After the bombing, Jama strengthened security at his other restaurants. His location in the Hodan district may be the only seafood shack in the world with its own guard tower. He says he wants his customers to feel safe and relaxed.
There is, in the Village Restaurants these days, the same feeling that was palpable when a beloved restaurant in New Orleans reopened after Hurricane Katrina: an emanation of humanity, a celebration of good food and a triumph over chaos.
His restaurants are islands of civility, conversation and slow food in a bludgeoned city. One only has to speak to his customers.
"I cannot even explain to you the meaning of what happened in Somalia. The worst of the worst happened here," says Burhan Gutale, a local businessman who never left. He says there wasn't a decent cafe to be found in Mogadishu during the civil war. People wolfed down their food, oblivious to palate, and raced home because they were afraid.
"I remember when he [Jama] started here," Gutale continues, "and I used to say, 'Please don't do it, it's not a good place.' He said, 'Listen, somebody has to start to do it. I have to create a place where people can come and talk decent. Let us do something different.' And he did it."

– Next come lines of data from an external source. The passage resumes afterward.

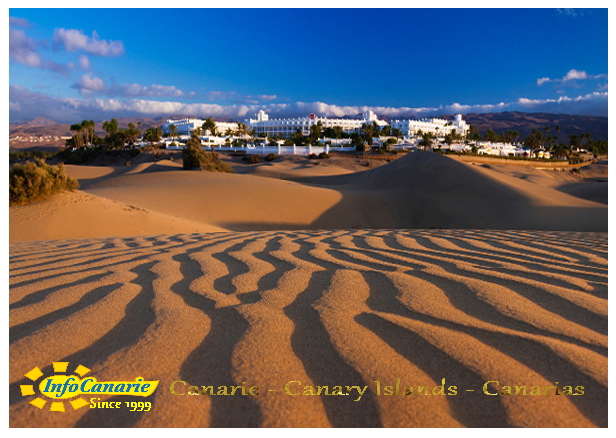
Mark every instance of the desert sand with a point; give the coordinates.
(326, 278)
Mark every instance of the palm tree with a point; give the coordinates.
(132, 133)
(78, 129)
(368, 130)
(210, 126)
(88, 127)
(173, 130)
(515, 135)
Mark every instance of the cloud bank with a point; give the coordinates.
(571, 77)
(73, 40)
(25, 104)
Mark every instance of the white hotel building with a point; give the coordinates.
(409, 128)
(288, 127)
(187, 126)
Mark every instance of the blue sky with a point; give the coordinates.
(71, 64)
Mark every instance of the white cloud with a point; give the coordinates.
(221, 95)
(543, 80)
(25, 104)
(73, 40)
(22, 48)
(21, 22)
(575, 74)
(84, 63)
(137, 90)
(572, 76)
(88, 85)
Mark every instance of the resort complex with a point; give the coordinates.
(263, 126)
(287, 127)
(410, 128)
(187, 126)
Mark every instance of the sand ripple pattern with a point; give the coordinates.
(323, 308)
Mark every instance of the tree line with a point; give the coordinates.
(116, 138)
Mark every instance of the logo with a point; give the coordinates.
(73, 386)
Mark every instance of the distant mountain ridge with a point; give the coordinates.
(522, 122)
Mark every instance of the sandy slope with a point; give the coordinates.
(77, 215)
(421, 190)
(324, 308)
(349, 307)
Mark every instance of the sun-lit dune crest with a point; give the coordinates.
(346, 307)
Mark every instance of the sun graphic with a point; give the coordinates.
(58, 367)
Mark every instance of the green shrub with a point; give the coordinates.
(194, 157)
(34, 181)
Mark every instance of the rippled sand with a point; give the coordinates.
(323, 308)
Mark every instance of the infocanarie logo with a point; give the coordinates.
(64, 385)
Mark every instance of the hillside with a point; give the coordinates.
(524, 123)
(40, 128)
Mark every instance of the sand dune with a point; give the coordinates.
(76, 215)
(420, 190)
(324, 308)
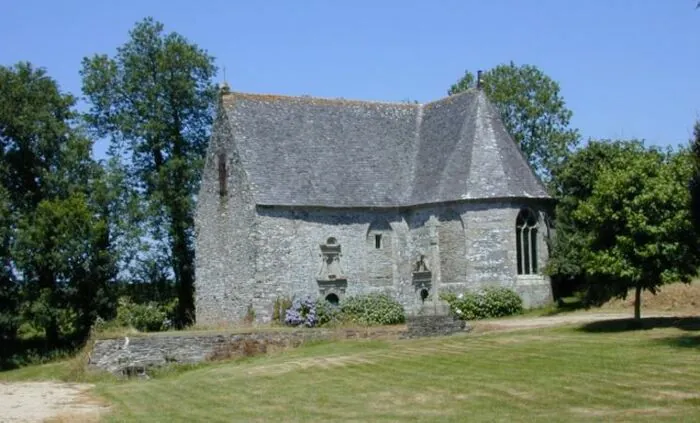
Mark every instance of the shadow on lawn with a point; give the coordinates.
(623, 325)
(683, 341)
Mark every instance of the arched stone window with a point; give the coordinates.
(526, 242)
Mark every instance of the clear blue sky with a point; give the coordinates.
(627, 68)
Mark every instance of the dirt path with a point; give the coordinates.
(52, 401)
(558, 320)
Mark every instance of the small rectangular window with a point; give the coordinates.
(222, 174)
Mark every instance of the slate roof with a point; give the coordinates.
(339, 153)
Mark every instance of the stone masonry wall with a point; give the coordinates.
(225, 245)
(247, 255)
(289, 259)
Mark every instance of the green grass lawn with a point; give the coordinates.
(561, 374)
(538, 375)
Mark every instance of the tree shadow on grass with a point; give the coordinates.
(682, 341)
(624, 325)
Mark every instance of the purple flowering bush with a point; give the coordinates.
(301, 313)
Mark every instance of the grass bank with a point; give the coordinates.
(560, 374)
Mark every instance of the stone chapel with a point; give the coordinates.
(304, 196)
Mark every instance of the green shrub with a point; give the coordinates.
(487, 303)
(328, 314)
(499, 302)
(372, 309)
(151, 317)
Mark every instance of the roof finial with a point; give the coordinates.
(223, 87)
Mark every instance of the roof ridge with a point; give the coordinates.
(308, 98)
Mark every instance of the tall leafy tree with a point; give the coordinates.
(156, 97)
(533, 111)
(695, 181)
(9, 290)
(55, 238)
(633, 217)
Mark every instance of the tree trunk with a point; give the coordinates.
(638, 302)
(183, 257)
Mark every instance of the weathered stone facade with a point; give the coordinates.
(251, 251)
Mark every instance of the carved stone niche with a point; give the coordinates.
(422, 278)
(331, 279)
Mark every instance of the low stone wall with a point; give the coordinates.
(135, 355)
(433, 325)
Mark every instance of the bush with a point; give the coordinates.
(302, 312)
(327, 313)
(150, 317)
(487, 303)
(372, 309)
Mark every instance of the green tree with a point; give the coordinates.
(574, 183)
(156, 97)
(532, 110)
(9, 292)
(695, 181)
(56, 239)
(635, 222)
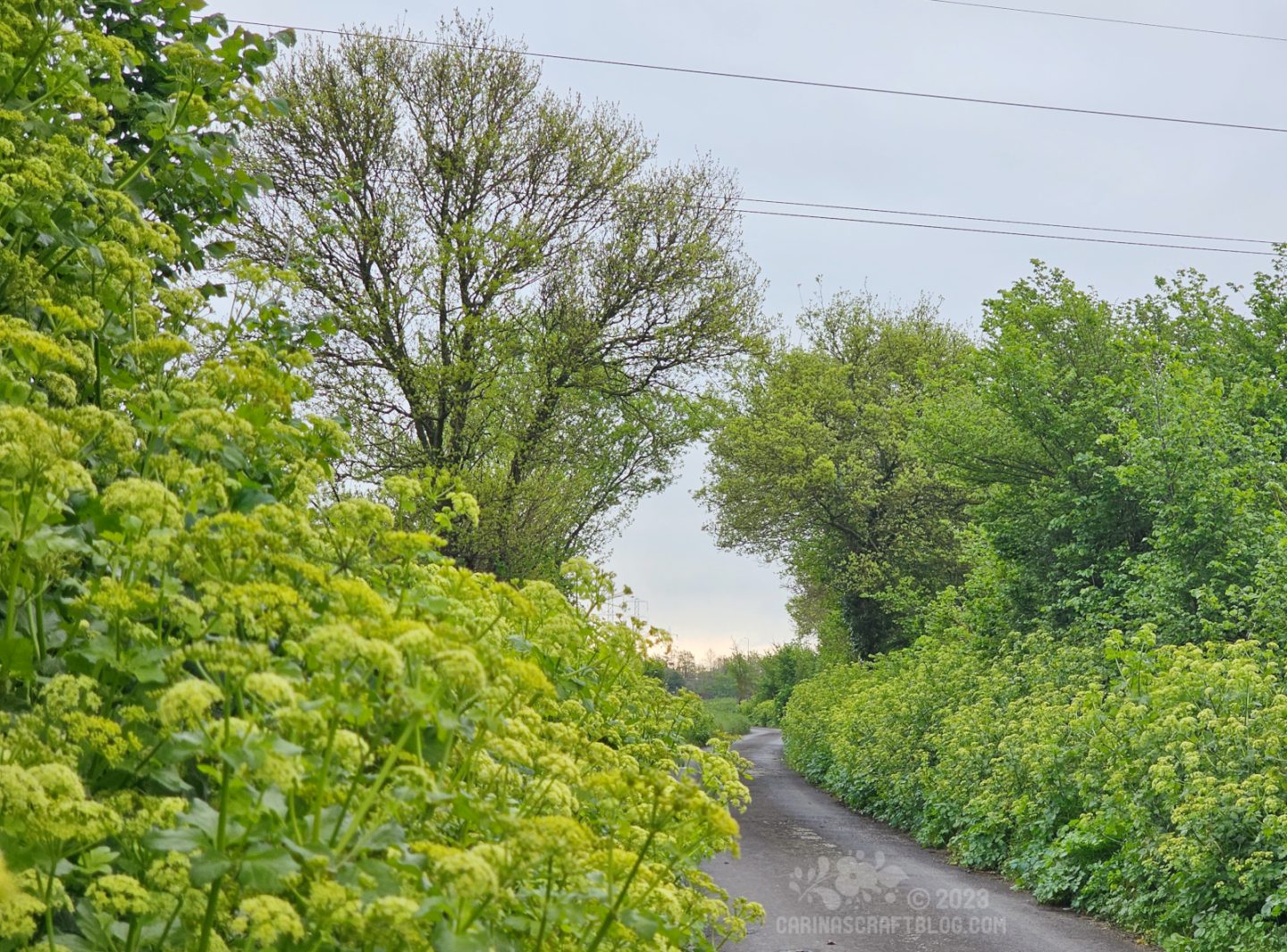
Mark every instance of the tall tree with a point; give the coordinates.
(812, 465)
(520, 292)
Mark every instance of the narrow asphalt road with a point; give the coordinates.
(831, 880)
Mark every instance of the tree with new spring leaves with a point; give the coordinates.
(519, 290)
(812, 462)
(234, 714)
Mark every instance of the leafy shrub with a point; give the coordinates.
(765, 714)
(726, 715)
(234, 714)
(1140, 782)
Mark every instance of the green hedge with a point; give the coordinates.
(237, 713)
(1140, 782)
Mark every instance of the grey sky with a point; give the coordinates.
(830, 146)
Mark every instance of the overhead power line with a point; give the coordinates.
(1088, 240)
(1112, 20)
(783, 80)
(1029, 223)
(1009, 222)
(1002, 232)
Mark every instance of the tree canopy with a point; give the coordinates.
(813, 463)
(519, 291)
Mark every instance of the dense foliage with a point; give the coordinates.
(811, 463)
(236, 714)
(520, 292)
(1099, 709)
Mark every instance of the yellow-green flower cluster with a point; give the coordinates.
(234, 713)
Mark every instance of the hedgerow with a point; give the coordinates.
(1137, 781)
(234, 712)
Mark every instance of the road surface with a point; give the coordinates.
(831, 880)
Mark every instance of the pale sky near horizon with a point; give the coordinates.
(813, 144)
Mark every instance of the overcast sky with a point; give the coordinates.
(812, 144)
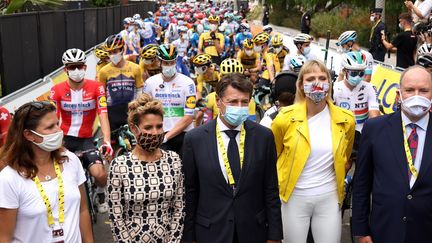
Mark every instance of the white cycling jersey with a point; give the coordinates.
(286, 65)
(360, 100)
(177, 96)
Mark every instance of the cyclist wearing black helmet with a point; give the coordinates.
(177, 93)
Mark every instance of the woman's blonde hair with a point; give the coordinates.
(141, 106)
(309, 67)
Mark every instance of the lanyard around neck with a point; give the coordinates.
(46, 199)
(225, 153)
(412, 169)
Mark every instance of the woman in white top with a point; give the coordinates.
(313, 140)
(42, 196)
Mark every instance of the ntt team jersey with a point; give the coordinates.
(77, 108)
(177, 96)
(360, 100)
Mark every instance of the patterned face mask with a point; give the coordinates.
(150, 142)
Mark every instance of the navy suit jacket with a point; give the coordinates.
(398, 213)
(212, 209)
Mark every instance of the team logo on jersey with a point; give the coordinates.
(102, 101)
(191, 102)
(345, 105)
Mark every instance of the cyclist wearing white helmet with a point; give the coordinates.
(182, 45)
(353, 93)
(302, 42)
(77, 102)
(347, 40)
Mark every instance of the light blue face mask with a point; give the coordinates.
(236, 115)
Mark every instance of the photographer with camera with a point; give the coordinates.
(404, 44)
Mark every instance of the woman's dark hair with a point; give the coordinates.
(17, 152)
(237, 81)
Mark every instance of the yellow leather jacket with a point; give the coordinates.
(291, 132)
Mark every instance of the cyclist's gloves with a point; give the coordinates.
(106, 149)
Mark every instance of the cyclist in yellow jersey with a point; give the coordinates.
(206, 73)
(122, 80)
(103, 56)
(278, 48)
(212, 42)
(149, 64)
(250, 60)
(269, 62)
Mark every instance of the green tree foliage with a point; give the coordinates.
(104, 3)
(16, 6)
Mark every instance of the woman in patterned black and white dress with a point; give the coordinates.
(146, 193)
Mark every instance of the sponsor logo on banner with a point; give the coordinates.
(386, 82)
(191, 102)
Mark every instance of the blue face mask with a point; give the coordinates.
(236, 115)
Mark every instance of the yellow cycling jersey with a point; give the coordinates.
(248, 62)
(269, 59)
(206, 43)
(121, 83)
(151, 69)
(211, 104)
(211, 79)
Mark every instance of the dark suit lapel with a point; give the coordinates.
(395, 140)
(214, 157)
(248, 151)
(427, 153)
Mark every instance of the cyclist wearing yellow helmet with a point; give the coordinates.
(205, 72)
(249, 59)
(149, 64)
(277, 48)
(103, 56)
(269, 62)
(212, 42)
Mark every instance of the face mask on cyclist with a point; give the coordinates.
(50, 142)
(258, 48)
(200, 70)
(416, 106)
(116, 58)
(249, 52)
(169, 71)
(148, 141)
(236, 115)
(76, 75)
(354, 78)
(213, 27)
(306, 50)
(148, 61)
(316, 91)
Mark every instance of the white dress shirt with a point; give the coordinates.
(225, 139)
(421, 132)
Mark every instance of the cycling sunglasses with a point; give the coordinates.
(75, 66)
(39, 105)
(355, 73)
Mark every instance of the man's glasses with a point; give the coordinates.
(75, 66)
(356, 73)
(39, 105)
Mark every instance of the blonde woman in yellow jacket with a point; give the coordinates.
(314, 139)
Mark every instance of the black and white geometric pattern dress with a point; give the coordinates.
(146, 199)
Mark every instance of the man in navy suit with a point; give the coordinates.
(394, 169)
(230, 174)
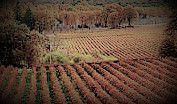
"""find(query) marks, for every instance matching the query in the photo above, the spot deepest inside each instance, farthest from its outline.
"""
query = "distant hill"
(144, 3)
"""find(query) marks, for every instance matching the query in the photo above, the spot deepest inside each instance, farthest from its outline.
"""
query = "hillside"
(142, 81)
(144, 3)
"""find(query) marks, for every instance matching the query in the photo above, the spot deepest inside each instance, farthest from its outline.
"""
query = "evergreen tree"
(29, 19)
(18, 15)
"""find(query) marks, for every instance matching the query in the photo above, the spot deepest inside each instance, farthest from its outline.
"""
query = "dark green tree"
(29, 19)
(18, 15)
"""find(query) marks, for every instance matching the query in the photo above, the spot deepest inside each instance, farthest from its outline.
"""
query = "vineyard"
(141, 81)
(131, 43)
(138, 76)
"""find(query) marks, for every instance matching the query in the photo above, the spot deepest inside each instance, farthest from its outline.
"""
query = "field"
(137, 76)
(126, 43)
(141, 81)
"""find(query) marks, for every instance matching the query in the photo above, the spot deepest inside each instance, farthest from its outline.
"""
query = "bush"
(77, 58)
(13, 42)
(168, 48)
(56, 58)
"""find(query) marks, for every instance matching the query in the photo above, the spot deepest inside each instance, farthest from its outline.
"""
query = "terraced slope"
(140, 81)
(128, 43)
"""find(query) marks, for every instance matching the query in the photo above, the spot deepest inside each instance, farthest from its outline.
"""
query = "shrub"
(77, 58)
(56, 57)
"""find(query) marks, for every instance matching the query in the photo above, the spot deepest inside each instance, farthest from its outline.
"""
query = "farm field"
(141, 81)
(138, 76)
(126, 43)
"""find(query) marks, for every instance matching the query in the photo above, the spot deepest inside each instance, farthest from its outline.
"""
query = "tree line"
(51, 17)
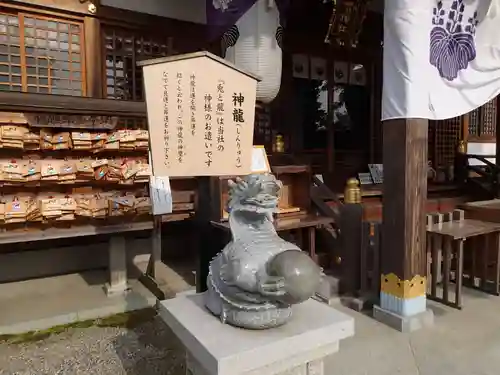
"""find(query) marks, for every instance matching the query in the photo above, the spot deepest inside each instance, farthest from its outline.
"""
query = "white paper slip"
(260, 163)
(161, 195)
(319, 177)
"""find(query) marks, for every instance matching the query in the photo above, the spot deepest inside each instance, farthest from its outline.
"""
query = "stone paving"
(148, 349)
(463, 342)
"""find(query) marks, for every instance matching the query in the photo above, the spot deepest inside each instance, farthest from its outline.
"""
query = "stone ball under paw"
(302, 275)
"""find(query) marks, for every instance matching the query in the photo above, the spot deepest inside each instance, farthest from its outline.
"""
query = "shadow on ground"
(148, 346)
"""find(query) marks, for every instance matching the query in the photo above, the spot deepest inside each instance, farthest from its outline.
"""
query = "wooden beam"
(44, 6)
(403, 255)
(93, 57)
(60, 104)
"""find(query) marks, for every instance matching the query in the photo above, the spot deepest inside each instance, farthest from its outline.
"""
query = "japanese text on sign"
(208, 130)
(200, 115)
(180, 118)
(238, 119)
(166, 132)
(220, 115)
(192, 107)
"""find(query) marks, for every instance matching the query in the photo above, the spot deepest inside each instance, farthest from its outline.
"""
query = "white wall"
(184, 10)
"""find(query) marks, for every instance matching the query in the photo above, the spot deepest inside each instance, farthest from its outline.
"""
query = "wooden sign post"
(201, 113)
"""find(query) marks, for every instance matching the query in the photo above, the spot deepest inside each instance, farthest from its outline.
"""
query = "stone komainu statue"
(258, 276)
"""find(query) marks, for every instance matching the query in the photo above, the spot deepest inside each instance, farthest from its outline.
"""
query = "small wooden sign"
(260, 162)
(72, 121)
(161, 195)
(377, 172)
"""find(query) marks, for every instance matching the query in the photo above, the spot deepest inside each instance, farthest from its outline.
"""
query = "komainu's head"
(257, 193)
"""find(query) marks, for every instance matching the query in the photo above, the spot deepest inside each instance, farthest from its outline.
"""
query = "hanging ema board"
(201, 113)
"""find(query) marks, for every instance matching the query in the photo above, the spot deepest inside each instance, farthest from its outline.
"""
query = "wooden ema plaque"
(201, 112)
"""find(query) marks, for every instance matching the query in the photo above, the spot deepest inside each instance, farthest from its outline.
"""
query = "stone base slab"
(117, 289)
(404, 323)
(297, 348)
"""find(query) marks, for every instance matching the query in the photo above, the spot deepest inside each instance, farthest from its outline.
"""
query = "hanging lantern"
(346, 22)
(254, 44)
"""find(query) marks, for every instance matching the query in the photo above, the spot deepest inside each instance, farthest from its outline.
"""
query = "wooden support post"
(403, 253)
(351, 221)
(152, 278)
(207, 245)
(93, 57)
(118, 284)
(497, 134)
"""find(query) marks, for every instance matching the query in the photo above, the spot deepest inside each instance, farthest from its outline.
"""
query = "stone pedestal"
(297, 348)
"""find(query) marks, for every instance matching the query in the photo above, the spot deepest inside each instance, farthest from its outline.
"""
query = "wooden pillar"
(93, 57)
(403, 253)
(497, 131)
(118, 283)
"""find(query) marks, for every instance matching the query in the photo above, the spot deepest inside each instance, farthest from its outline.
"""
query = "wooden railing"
(483, 178)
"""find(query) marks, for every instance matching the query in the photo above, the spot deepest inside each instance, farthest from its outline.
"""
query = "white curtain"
(441, 58)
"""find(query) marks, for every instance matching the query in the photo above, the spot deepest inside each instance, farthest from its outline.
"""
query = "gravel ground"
(147, 349)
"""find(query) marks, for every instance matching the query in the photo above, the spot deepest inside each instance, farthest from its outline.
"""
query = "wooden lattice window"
(482, 121)
(123, 48)
(43, 55)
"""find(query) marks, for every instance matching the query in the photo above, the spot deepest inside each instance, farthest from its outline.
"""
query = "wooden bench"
(445, 239)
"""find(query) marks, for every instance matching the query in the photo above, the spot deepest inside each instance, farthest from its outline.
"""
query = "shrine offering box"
(295, 199)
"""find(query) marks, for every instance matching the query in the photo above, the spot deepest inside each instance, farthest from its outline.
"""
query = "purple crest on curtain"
(222, 14)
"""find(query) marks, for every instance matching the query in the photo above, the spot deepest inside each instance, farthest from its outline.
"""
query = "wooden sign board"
(377, 172)
(201, 112)
(72, 121)
(365, 178)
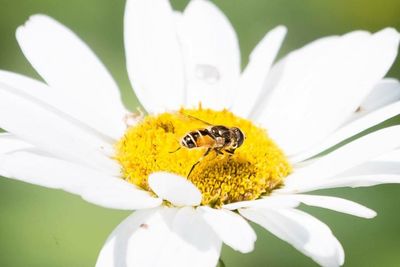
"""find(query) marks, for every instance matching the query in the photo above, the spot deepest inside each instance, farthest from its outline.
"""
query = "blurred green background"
(43, 227)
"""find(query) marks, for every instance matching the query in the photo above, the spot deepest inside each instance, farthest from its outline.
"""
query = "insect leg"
(230, 151)
(194, 165)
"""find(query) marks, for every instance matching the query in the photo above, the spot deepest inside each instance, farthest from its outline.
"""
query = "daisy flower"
(72, 132)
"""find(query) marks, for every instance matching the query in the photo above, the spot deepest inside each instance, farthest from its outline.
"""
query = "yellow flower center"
(255, 169)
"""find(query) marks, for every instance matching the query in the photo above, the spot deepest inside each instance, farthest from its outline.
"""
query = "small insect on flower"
(218, 138)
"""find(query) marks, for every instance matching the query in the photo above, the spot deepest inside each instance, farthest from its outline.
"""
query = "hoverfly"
(218, 138)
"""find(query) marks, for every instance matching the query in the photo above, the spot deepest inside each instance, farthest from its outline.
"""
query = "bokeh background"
(43, 227)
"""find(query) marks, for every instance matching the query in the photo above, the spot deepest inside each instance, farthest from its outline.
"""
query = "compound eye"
(214, 131)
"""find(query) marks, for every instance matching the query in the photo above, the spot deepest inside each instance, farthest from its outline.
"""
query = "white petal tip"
(174, 188)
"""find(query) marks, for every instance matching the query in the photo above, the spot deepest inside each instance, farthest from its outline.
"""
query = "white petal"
(318, 87)
(334, 203)
(307, 234)
(391, 156)
(268, 202)
(174, 188)
(349, 130)
(346, 157)
(114, 252)
(351, 181)
(231, 228)
(211, 54)
(253, 77)
(91, 185)
(153, 56)
(53, 131)
(385, 92)
(84, 87)
(161, 237)
(9, 143)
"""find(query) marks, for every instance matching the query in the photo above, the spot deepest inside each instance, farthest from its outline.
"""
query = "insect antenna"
(175, 150)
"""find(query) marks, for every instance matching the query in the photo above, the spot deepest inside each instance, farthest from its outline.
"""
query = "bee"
(218, 138)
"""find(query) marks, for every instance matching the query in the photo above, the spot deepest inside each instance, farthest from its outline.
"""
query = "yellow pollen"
(255, 169)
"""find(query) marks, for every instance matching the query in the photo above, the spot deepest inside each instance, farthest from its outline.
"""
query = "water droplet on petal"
(207, 73)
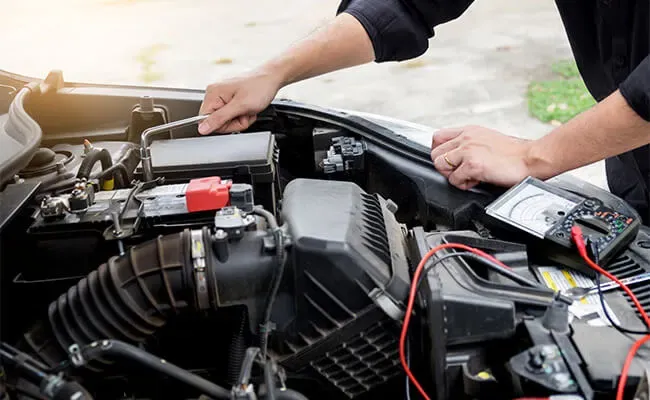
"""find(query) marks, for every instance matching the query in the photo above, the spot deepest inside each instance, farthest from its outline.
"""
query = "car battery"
(243, 158)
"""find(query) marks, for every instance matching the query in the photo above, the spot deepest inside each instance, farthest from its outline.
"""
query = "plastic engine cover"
(351, 280)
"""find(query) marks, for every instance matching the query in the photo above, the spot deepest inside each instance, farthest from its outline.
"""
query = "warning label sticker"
(588, 308)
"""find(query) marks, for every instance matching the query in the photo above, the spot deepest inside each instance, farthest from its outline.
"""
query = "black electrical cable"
(135, 190)
(269, 379)
(277, 280)
(270, 218)
(609, 317)
(26, 392)
(593, 250)
(119, 173)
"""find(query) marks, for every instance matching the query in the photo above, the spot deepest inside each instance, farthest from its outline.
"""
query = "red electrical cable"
(411, 301)
(578, 239)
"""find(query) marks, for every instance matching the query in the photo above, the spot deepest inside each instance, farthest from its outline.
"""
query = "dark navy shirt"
(610, 40)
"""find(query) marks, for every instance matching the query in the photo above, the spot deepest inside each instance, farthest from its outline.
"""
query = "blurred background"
(505, 65)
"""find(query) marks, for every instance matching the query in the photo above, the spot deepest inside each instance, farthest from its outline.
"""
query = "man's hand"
(234, 104)
(473, 154)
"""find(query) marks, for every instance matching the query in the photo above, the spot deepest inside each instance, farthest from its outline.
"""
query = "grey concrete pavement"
(476, 70)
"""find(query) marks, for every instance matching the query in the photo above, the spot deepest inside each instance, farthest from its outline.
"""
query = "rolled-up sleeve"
(401, 29)
(636, 89)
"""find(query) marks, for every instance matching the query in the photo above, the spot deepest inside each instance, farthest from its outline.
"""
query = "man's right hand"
(233, 105)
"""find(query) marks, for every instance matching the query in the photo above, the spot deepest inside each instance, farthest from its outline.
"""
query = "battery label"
(588, 308)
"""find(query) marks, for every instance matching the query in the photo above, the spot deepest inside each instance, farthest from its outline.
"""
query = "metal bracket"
(199, 266)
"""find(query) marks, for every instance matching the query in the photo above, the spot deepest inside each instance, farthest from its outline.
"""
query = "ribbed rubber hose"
(128, 298)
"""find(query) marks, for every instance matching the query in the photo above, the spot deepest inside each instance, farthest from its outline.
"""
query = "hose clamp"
(199, 265)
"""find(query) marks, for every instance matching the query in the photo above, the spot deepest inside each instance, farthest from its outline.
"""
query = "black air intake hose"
(132, 296)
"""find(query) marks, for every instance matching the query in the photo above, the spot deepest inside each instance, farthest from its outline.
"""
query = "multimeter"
(548, 213)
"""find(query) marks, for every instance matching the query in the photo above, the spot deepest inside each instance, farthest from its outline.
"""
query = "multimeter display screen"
(533, 207)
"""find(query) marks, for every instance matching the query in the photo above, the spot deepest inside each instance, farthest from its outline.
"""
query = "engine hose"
(237, 349)
(122, 169)
(288, 394)
(91, 158)
(116, 348)
(132, 296)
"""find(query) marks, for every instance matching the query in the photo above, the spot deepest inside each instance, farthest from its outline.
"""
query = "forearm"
(607, 129)
(343, 43)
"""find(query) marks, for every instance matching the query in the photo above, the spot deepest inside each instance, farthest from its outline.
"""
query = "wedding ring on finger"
(451, 164)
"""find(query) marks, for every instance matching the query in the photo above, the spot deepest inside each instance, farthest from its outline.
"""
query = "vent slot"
(625, 267)
(373, 230)
(363, 362)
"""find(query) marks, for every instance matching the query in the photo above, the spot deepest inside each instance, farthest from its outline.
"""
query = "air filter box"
(243, 158)
(351, 282)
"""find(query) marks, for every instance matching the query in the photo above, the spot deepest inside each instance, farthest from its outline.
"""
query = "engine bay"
(315, 255)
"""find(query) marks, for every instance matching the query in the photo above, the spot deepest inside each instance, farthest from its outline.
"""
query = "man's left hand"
(473, 154)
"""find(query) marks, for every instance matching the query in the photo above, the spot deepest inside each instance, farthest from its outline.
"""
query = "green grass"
(557, 101)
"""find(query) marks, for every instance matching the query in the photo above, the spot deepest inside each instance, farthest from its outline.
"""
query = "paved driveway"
(475, 72)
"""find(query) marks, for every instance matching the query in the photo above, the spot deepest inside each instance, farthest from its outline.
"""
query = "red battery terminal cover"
(207, 194)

Symbolism aside, what draws people to the Village Restaurants is a reconnection with delicious, authentic Somali cuisine, which is a crossroads of tastes from the Middle East, Italy, Ethiopia and Persia.
A meal at The Village starts with a salad of shrimp, mango, lime, onion and strips of chapatti bread. A fillet of kingfish, caught that morning, is grilled over charcoal and enlivened with a light green-chili sauce. A side of rice is garnished with carrots, onion, cinnamon, cardamom, cumin, raisins and green pepper.
Everything is local, everything is fresh â" because it's hard to get processed food in Mogadishu. There are also traditional Somali dishes on the menu such as soor, sorghum mash; canjeelo, Somali pancakes; and camel meat.
Locals say you couldn't get good food in Mogadishu during the civil war.
"Yeah, it's something Mogadishu needed. Mogadishu was all traditional food, the same canteen-style. So it's great somebody comes and opens a restaurant and raises the standards," says Fatima Abdullahi, a former BBC reporter and now a Somali political consultant who moved back from London.
The despite-all-odds success of the Village Restaurants has been an inspiration to other Somali expats to return and open businesses.
"Actually one of the reasons I moved back is, I was inspired by him. It takes a lot of courage," says Ismael Assir, puffing on a bubbly water pipe of flavored tobacco after a meal. Assir recently returned from Boston to sell solar panels here.
Courage indeed. On Nov. 3., the terrorists returned. That Saturday afternoon, two more suicide bombers tried to force their way into the restaurant where these interviews were conducted. When they wouldn't agree to the pat-down required of all customers, a gunfight broke out with security guards outside the entrance. Then they detonated their bombs.
Jama's guards were injured, but only the bombers died.
The workers cleaned up the blood and body parts and repainted the steel gate. Three hours later, the restaurant reopened.
Reached by phone in Mogadishu, Ahmed Jama says simply, "We're OK. We're open for business. People in Mogadishu are resilient."